When patients learn these truths they are stunned and begin to understand why they have suffered through often multiple spinal operations, yet still have pain despite every surgery being called a “success” by the operating doctor!
Surgery for Neck Pain Statistics
Alright, so let’s come right down to it and let the facts speak for themselves. We examined the most common non-symptomatic spinal operations on the neck and have found the following outcomes as being typical when it comes to providing pain relief:
Discectomy is the most common of all spinal operations and is used to remove part of a degenerated or herniated intervertebral disc. Some discectomies are followed by artificial disc replacement or spinal fusion, but these examples will be detailed in the sections below. Discectomy as an exclusive form of surgical treatment fails to provide any significant degree of pain relief in the majority of cases over timelines of 7 years. Many patients do not receive any pain relief, while others enjoy several weeks, months or even years of reduced symptomology. Even in these best case scenarios, most patients report still having some neck pain postoperatively. A minority of patients report escalated symptoms immediately following surgery and most will not recover, even with the passage of time and the application of additional surgery. This is the reality of failed back surgery syndrome, which has now become an epidemic condition worldwide.

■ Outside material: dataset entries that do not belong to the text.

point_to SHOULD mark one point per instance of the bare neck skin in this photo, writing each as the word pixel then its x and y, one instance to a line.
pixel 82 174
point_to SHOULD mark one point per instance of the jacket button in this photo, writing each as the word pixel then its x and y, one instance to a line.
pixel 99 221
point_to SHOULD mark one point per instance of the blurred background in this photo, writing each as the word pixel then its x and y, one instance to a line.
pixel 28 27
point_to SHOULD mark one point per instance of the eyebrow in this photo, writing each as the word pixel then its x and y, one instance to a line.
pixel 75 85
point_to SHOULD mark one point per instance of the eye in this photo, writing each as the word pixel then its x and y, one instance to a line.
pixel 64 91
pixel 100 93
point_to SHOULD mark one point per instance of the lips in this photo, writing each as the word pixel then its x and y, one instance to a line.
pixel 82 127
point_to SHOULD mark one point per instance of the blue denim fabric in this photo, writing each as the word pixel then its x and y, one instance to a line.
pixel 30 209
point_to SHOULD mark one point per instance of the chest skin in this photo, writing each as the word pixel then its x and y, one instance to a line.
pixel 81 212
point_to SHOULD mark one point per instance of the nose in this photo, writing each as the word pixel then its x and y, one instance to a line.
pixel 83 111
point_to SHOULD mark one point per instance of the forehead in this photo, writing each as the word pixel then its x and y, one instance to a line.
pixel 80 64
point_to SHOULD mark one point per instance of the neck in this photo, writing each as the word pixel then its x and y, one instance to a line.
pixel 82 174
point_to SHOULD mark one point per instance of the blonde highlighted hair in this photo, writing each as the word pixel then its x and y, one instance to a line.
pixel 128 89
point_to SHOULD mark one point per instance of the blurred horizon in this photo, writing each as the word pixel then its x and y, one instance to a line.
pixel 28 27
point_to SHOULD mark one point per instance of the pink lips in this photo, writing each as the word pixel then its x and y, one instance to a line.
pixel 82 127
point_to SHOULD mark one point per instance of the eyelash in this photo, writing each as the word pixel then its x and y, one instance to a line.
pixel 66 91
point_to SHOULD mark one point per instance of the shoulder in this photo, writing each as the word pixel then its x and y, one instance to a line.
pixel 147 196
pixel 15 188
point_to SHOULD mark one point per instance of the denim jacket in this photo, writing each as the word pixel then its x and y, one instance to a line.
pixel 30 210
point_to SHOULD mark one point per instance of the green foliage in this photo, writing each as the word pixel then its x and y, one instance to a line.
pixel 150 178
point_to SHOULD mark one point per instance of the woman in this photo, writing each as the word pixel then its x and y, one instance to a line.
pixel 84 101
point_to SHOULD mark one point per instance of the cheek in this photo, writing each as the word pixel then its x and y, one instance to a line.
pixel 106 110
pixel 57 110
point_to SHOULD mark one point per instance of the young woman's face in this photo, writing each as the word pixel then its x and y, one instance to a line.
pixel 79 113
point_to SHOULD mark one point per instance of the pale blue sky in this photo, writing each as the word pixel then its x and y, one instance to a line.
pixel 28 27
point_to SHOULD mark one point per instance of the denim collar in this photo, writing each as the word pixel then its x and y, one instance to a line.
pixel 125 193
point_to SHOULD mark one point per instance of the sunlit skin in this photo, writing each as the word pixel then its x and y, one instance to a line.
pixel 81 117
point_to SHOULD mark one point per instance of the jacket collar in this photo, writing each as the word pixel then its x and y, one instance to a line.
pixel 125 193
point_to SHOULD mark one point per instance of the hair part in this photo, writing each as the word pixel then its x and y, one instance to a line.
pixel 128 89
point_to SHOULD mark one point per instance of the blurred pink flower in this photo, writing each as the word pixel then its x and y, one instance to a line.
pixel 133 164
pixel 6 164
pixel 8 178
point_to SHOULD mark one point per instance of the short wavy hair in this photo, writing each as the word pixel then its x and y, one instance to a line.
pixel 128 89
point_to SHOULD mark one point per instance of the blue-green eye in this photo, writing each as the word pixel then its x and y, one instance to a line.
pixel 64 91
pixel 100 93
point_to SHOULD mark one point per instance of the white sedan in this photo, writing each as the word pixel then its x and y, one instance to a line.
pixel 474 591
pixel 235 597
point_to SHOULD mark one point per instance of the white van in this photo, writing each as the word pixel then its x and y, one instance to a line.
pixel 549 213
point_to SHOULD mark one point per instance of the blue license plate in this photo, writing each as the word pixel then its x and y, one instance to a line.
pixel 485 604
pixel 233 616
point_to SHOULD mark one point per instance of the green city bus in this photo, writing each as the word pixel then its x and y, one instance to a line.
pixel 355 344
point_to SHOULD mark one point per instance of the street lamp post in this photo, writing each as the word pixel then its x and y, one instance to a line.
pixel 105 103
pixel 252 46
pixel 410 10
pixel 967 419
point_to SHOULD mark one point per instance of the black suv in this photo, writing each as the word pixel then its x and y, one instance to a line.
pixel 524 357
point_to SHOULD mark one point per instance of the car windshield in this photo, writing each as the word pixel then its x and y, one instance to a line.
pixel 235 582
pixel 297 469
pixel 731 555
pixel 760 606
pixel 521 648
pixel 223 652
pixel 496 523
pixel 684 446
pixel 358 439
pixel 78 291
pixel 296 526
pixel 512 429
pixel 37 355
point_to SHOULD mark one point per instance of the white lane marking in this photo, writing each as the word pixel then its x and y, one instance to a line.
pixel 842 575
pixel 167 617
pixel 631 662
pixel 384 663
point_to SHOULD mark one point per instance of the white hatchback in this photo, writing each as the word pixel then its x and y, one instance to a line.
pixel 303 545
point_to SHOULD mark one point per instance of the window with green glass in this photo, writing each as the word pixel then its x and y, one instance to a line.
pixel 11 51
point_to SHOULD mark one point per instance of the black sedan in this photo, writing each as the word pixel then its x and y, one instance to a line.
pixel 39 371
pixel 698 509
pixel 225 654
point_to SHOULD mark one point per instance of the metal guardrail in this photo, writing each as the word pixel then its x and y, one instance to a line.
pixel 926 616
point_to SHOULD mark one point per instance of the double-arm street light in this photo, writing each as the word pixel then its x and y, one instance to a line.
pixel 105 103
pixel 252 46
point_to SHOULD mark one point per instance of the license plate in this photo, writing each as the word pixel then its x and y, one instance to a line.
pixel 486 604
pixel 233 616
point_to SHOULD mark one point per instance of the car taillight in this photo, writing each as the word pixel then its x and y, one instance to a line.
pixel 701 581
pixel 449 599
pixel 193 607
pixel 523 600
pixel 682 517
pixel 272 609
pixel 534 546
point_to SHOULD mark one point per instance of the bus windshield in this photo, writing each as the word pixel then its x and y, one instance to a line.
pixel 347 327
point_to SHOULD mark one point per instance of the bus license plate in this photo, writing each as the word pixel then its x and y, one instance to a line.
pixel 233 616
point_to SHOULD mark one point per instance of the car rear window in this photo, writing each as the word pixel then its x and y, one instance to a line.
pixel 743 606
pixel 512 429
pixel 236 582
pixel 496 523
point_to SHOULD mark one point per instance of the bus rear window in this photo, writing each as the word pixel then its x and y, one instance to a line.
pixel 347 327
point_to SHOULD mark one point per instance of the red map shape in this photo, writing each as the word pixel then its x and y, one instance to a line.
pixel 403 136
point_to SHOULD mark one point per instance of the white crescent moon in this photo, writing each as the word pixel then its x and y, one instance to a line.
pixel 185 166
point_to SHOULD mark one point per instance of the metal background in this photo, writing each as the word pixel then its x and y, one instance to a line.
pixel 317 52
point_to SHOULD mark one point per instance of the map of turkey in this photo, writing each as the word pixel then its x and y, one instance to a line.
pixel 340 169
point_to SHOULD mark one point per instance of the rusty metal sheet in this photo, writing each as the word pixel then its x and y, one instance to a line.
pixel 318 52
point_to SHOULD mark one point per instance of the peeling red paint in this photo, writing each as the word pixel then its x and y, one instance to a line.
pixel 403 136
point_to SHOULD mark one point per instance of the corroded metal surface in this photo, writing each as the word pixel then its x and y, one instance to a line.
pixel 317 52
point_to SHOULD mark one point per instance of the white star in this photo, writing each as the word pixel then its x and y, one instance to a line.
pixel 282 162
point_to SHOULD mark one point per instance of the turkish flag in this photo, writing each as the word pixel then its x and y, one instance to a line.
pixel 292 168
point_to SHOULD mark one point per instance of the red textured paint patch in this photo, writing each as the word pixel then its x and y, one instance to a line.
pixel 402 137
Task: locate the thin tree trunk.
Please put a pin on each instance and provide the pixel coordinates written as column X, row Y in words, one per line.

Foraminotomy and laminectomy are used to increase the size of the neural foramen and central spinal canal. In many instances, this is necessary since the spinal cord or spinal nerves are suffering obvious compression, even when pain is not one of the symptoms expressed. Therefore, some of these operations are needed, even when pain relief is not the primary goal. However, when pain relief is the main objective for the patient, these operations tend to perform moderately well, with about half of all patients reporting marked relief postoperatively. Fewer patients suffer escalated pain compared with discectomy, indicating a higher degree of accuracy in the diagnosis of spinal stenosis and foraminal stenosis. However, even when the operation is a complete success and nerve tissue is freed; about half of the total number of operated patients still have pain, which is then often scapegoated on scar tissue or some other “unpreventable” occurrence.
Disc replacement surgery is very unpredictable in its outcome, but has the potential to completely relieve pain when all goes well and the diagnosis of the disc as the symptomatic mechanism is accurate. However, these assertions are taking much for granted, since complications are commonplace and the misdiagnosis of disc pain is the single greatest blunder in the neck pain industry.
We saved the worst for last. Spinal fusion, also called spondylodesis, is the worst offender when it comes to providing pain relief postoperatively. This is no surprise, since fusion goes against the natural design of the vertebral column and is proven to cause accelerated degeneration and injury to neighboring segments of the backbone. Only a minority of fusion patients enjoy complete pain relief from any substantial amount of time, while a majority suffer escalated pain over future years and require multiple follow-up operations. Of all the spinal operations performed, spinal fusion fails in all goals more than any other and often results in functional disability. Pain relief is no exception to this rule, since the objective is rarely successfully met in postoperative fusion patients.